Notes on a Project by Denis Chang

 

Leonardo Valencia  

 

 Universidad Andina Simón Bolívar, Sede Ecuador.

 

1.               EL ÉXITO PERMITIÓ permitió a Denis Chang ciertos lujos. Pidió locaciones remotas, se expandió en duraciones de tres o cuatro horas para sus películas y exigió un exceso de cámaras para tomas que apenas duraban unos segundos. Los productores tampoco lo limitaban al contratar a actores famosos y expertos en artes marciales. Convenció con un cheque de siete cifras a Nurmagomedov, o al jovencísimo y locuaz Jan Figuereido, que le contó a Chang que era un admirador suyo, y que, si había llegado tan lejos, fue por seguir la trayectoria de los maestros que sus películas difundieron durante más de una década. Lo que nadie sabía, y que descubrí al tercer día de las entrevistas en su villa de Palos Verdes —bajo las palmeras que rodeaban la amplia piscina desde la que se contemplaba el horizonte del mar—, fue su confesión sobre la película que nunca realizó.

2.               Su verdadero nombre era Dionisio Kun Chang. Fue hijo de taiwaneses emigrados a Sudamérica. Nació en el pueblo peruano de Laredo, en la costa norte del país andino, a mediados de los años cincuenta.
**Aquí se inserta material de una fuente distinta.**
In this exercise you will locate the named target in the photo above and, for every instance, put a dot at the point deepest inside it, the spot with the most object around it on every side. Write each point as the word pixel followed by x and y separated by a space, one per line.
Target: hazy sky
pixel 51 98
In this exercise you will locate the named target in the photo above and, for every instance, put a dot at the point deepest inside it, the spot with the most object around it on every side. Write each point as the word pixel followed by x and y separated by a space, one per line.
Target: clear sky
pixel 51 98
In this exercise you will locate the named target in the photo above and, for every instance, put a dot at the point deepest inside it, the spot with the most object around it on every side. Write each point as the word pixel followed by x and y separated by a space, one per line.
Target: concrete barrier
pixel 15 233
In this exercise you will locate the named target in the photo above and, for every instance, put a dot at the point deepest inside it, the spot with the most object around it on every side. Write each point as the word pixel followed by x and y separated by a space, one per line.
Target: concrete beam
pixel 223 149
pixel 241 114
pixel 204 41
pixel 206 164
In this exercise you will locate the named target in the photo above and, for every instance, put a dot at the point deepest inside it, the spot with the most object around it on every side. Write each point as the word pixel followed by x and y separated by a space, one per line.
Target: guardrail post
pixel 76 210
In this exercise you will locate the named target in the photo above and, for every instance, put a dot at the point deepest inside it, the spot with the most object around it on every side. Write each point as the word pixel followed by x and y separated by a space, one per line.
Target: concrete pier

No hay ninguna explicación sobre el nombre hispanizado. Se supone que se debió a algún sacerdote que recomendó a los padres esa forma nominal —Dionisio— para facilitar la integración del vástago nativo. Esta integración nunca se dio. Lo único con lo que contó fue con la solidaridad de otros migrantes, como el de la familia japonesa asentada en el mismo barrio, los Watanabe. El pequeño Dionisio, acosado por los niños peruanos, fue protegido por José, el primogénito de los Watanabe. Los dejaron en paz definitivamente cuando entró un tercer descendiente de orientales, Mao Reis Huarcaya. Mao daba clases de Kung Fu en la única escuela de artes marciales del pueblo. Pero no era ni chino ni japonés. Su padre era un filipino casado con una trujillana. Dionisio tomó clases de artes marciales con Mao. El futuro cineasta aprendió los fundamentos de su trayectoria cinematográfica. De cuando en cuando, Watanabe los visitaba en la escuela. Sus intereses se dirigían, en secreto, a los campos elusivos de la literatura.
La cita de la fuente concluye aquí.